Trump's latest pre-election stunt: deploying troops to the border

10/30/18 10:40AM

Gen. Terrence O'Shaughnessy, the commander with the U.S. Northern Command and North American Aerospace Defense Command, announced "Operation Faithful Patriot" yesterday.

The Pentagon announced Monday it will deploy 5,200 additional troops to the U.S.-Mexico border by the end of the week to stop thousands of migrants and refugees in a caravan from entering the country. [...]

The troops will be a mix of active duty, reserve and National Guard forces and will support thousands of border patrol agents already deployed to the area. There also are already more than 2,000 troops at the border.

It apparently doesn't matter that the migrant caravan is several hundred miles away, and by most accounts, shrinking. It's equally unimportant, evidently, that the number of U.S. personnel at the border will now easily outnumber the projected number of migrants.

What matters to Donald Trump is that the midterm elections are a week away and this is what the president wants the public to see. At his next campaign rally, we'll likely see the Commander in Chief thumping his chest about combating an "invasion" by deploying U.S. troops.

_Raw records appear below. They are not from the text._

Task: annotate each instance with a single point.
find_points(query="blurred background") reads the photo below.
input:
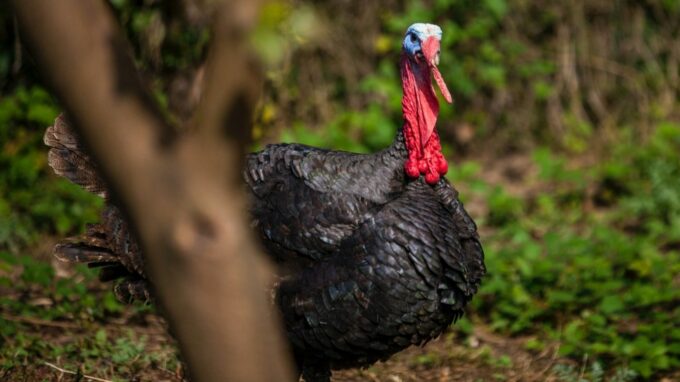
(563, 139)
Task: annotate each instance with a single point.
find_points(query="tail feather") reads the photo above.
(128, 290)
(78, 252)
(69, 159)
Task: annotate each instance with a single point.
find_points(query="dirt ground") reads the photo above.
(482, 356)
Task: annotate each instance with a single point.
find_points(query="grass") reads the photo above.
(581, 256)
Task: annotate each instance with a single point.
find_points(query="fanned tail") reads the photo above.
(109, 245)
(68, 158)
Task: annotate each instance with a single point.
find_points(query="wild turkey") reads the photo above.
(376, 251)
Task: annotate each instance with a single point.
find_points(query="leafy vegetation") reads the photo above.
(582, 234)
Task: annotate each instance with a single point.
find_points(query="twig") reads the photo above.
(39, 322)
(74, 373)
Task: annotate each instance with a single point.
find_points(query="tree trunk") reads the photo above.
(180, 190)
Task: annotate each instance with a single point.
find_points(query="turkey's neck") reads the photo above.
(418, 135)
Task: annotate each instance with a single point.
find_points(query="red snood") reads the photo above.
(420, 108)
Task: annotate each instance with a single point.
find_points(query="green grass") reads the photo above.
(589, 257)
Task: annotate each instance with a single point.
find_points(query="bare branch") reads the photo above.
(180, 191)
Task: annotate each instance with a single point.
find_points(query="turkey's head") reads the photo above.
(421, 45)
(419, 62)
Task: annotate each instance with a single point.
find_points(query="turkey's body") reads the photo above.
(372, 259)
(380, 262)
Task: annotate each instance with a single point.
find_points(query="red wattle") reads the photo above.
(420, 108)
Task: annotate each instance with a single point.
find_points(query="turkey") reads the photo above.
(375, 251)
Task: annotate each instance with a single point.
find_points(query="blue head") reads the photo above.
(422, 43)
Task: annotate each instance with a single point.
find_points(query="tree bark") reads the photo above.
(181, 190)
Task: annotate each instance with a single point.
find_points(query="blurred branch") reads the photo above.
(231, 78)
(180, 191)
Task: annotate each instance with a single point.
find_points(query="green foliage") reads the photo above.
(602, 284)
(33, 202)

What he probably won't mention is what they'll be doing once they arrive at the border. "The problem for Trump, though, is that the military won't actually be able to participate in detaining or deporting any of the migrants the way the president likely wants," Vox explained late yesterday. "That's because US law forbids them from physically detaining individuals at the border.

"So while the troops at the border will be armed, they will only legally be able to assist US border officials by doing things like helping transport border agents and providing emergency medical care to those who need it."